Taysha Gene Therapies is focusing on AAV-based gene therapies for severe monogenic CNS diseases, with findings supporting the effectiveness of intrathecal administration for delivering these therapies.

Dr. Jean-Philippe Combal discussed the limitations of the current standard of care for CTX, highlighting the need for innovative treatments like VTX-806.

The European Society of Gene and Cell Therapy (ESGCT) 2024 Annual Congress is currently taking place in Rome, Italy, from October 22-25, showcasing groundbreaking research in gene therapy.

Key presentations will cover research on AAV vectors for Duchenne muscular dystrophy, liver-directed AAV gene transfer for glycogen storage disease, and long-term gene therapy efficacy in canine models.

Additionally, Genethon collaborators will present posters on topics such as AAV vector purification, glycosylation tests, and the therapeutic efficacy of dystrophin variants.

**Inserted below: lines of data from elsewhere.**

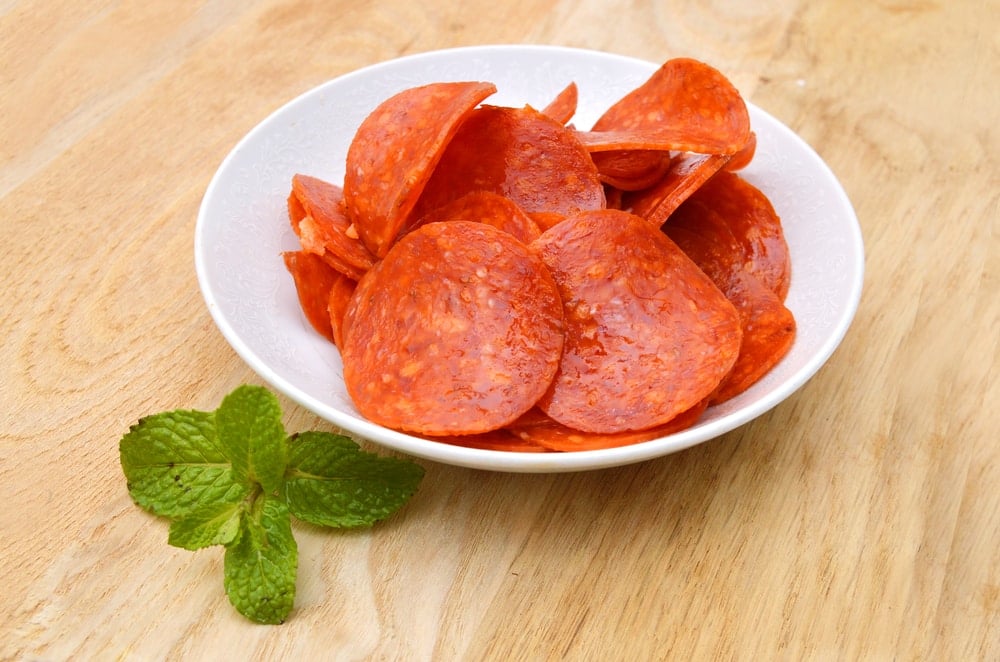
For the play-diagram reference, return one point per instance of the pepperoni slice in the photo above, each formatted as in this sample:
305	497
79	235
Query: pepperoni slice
458	330
316	211
395	150
648	335
494	440
742	158
755	225
768	326
689	104
536	427
489	208
340	296
314	279
518	153
686	174
563	107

Despite a total funding of $10.9 billion for cell and gene therapies in the first half of 2023, investments have become more strategic, focusing on efficacy data from Phase II trials.

Affinia Therapeutics is presenting promising data on its MYBPC3 HCM program, which has shown the ability to reverse disease pathophysiology and restore cardiac function in over 110,000 affected patients.

The company also revealed that its AFTX-201 gene therapy for BAG3 dilated cardiomyopathy demonstrated full restoration of cardiac function in a relevant mouse model after a single intravenous dose.

At the event, four oral presentations and 18 posters will highlight advancements in gene therapies for various diseases.

Cellectis has made strides in understanding C-to-T conversion efficiencies, which enhances the potential therapeutic applications of TALEB technology.

Frederic Revah, CEO of Genethon, emphasized the importance of sharing research results that could transform patient care and highlighted the organization's leadership in gene therapy.

Panelists at the congress noted a shift in investor interest towards obtaining efficacy data, moving away from preclinical acquisitions.